The problem is that Metal scheduling is asynchronous. At that point, the texture may not have been processed yet, because the command buffer has not been committed and completed. As a result, you may only see the initial state of the texture. Later, when command buffer execution has finished, you may no longer have convenient access to that texture from the debugger.
For stable access, I usually copy the texture I need and inspect the copy from the command buffer’s completion handler. It is easier to do this with small prepared helpers:
import Metal
@discardableResult
func makeSharedCopy(
// (1)
of source: MTLTexture,
// (2)
commandBuffer: MTLCommandBuffer,
// (3)
completion: @escaping (MTLTexture) -> Void
) -> MTLTexture? {
// (4)
guard source.sampleCount == 1 else {
return nil
}
// (5)
let descriptor = MTLTextureDescriptor()
descriptor.textureType = source.textureType
descriptor.pixelFormat = source.pixelFormat
descriptor.width = source.width
descriptor.height = source.height
descriptor.depth = source.depth
descriptor.mipmapLevelCount = source.mipmapLevelCount
descriptor.sampleCount = source.sampleCount
descriptor.arrayLength = source.arrayLength
descriptor.usage = source.usage
descriptor.storageMode = .shared
descriptor.cpuCacheMode = .defaultCache
descriptor.resourceOptions = [.storageModeShared]

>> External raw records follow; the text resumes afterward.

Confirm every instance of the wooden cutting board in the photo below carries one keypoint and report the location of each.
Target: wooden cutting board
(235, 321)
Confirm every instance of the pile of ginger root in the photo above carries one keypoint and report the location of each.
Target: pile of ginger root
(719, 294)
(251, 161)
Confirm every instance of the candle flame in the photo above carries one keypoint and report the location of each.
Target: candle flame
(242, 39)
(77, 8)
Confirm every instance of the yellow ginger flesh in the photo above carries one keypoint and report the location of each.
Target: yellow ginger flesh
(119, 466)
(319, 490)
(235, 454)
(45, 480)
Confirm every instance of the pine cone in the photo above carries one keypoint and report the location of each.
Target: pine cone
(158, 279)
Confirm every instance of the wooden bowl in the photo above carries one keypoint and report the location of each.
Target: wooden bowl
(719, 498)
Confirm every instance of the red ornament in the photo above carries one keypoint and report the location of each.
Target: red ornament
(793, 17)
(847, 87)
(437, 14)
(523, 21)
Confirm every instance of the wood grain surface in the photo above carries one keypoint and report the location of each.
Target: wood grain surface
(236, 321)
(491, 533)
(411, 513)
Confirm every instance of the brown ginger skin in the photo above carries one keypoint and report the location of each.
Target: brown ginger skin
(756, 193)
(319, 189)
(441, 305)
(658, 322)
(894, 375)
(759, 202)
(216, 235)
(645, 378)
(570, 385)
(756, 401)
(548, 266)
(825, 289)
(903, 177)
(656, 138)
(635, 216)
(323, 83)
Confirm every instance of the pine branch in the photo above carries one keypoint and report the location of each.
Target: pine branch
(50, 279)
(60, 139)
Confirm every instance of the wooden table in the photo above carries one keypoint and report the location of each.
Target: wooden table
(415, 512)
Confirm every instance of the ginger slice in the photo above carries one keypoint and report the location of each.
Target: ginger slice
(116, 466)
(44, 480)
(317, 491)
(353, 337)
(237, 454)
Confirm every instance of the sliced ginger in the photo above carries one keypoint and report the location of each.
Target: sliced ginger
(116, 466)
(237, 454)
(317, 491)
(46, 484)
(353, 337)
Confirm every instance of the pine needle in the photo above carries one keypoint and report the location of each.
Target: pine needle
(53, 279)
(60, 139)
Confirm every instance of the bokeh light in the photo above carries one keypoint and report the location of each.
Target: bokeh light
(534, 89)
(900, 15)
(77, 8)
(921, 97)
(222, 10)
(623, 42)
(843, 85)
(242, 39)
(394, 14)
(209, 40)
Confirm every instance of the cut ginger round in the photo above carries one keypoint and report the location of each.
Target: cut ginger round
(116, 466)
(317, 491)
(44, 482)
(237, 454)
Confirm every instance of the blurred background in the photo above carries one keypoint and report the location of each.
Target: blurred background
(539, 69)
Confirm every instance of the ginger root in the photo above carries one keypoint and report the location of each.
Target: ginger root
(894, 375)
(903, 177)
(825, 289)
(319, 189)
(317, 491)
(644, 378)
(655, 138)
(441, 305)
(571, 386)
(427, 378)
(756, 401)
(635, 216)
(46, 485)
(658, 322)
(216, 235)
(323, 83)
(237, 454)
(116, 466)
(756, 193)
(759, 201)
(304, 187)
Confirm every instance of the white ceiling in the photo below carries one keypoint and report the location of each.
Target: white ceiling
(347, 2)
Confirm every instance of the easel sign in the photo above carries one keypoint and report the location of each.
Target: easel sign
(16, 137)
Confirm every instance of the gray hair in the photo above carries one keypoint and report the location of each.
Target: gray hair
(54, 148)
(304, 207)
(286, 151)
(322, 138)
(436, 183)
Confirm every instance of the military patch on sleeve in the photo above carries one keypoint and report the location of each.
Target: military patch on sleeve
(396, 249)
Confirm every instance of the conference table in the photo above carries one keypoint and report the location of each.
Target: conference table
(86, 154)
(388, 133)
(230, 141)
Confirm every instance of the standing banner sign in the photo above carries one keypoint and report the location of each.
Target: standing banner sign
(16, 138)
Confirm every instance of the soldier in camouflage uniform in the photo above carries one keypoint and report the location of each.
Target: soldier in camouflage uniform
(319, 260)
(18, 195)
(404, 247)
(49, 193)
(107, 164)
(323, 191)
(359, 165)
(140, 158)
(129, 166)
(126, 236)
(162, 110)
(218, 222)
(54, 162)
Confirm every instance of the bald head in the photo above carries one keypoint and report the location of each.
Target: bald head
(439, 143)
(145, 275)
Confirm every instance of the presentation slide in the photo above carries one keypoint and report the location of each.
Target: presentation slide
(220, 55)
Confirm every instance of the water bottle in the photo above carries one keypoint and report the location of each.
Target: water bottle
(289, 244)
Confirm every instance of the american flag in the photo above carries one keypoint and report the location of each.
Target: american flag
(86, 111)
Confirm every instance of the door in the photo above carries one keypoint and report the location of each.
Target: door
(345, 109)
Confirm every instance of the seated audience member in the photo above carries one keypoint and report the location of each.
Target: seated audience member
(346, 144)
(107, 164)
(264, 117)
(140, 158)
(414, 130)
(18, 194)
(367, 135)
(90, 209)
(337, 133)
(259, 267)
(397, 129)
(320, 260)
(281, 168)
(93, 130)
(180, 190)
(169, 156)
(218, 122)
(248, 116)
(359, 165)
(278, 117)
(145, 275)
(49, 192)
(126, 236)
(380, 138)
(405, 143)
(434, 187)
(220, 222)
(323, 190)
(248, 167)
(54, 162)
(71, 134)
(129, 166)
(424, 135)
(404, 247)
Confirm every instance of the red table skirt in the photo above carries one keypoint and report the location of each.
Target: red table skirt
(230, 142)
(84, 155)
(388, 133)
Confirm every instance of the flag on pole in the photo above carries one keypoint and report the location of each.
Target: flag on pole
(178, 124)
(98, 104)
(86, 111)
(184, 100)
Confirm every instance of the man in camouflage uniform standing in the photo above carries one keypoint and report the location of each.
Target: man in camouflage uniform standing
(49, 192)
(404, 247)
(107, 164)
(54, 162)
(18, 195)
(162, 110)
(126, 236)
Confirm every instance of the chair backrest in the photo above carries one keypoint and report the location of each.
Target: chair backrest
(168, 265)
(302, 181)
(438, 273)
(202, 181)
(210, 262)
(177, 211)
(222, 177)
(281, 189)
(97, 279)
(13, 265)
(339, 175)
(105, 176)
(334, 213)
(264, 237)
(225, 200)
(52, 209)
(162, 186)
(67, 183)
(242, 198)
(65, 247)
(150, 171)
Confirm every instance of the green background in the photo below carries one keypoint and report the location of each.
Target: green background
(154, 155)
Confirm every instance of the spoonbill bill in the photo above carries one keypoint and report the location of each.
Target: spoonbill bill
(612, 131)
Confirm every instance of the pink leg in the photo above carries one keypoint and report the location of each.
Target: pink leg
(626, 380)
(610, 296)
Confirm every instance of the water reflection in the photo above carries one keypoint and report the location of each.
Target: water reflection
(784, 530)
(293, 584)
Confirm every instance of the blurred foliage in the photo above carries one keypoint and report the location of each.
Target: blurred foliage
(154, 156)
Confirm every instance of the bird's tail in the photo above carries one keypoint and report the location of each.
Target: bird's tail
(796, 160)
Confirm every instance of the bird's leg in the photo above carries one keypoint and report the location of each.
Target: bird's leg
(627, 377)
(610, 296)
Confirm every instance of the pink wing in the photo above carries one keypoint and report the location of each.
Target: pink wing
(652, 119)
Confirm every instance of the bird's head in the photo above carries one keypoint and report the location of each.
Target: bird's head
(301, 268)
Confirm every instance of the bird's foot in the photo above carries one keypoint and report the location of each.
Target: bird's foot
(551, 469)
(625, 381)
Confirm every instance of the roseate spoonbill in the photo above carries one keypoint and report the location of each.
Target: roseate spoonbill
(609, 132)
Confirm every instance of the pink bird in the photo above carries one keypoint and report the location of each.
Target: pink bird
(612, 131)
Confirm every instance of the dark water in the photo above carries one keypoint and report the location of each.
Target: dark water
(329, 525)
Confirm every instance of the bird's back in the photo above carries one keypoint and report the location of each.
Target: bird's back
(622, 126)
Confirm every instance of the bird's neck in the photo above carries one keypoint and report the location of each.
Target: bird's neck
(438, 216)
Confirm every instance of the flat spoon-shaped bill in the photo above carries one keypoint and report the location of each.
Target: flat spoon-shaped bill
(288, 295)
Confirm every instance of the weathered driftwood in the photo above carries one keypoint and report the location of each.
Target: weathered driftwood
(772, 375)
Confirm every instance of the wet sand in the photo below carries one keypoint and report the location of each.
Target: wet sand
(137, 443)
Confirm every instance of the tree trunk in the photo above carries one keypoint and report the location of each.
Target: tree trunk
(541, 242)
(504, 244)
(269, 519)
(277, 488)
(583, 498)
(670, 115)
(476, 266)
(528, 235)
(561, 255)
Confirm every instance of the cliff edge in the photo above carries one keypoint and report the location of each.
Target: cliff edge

guard let destination = commandBuffer.device.makeTexture(descriptor: descriptor) else {
return nil
}
guard let blitEncoder = commandBuffer.makeBlitCommandEncoder()
else {
return nil
}
// (6)
for mipLevel in 0..<source.mipmapLevelCount {
let width = max(1, source.width >> mipLevel)
let height = max(1, source.height >> mipLevel)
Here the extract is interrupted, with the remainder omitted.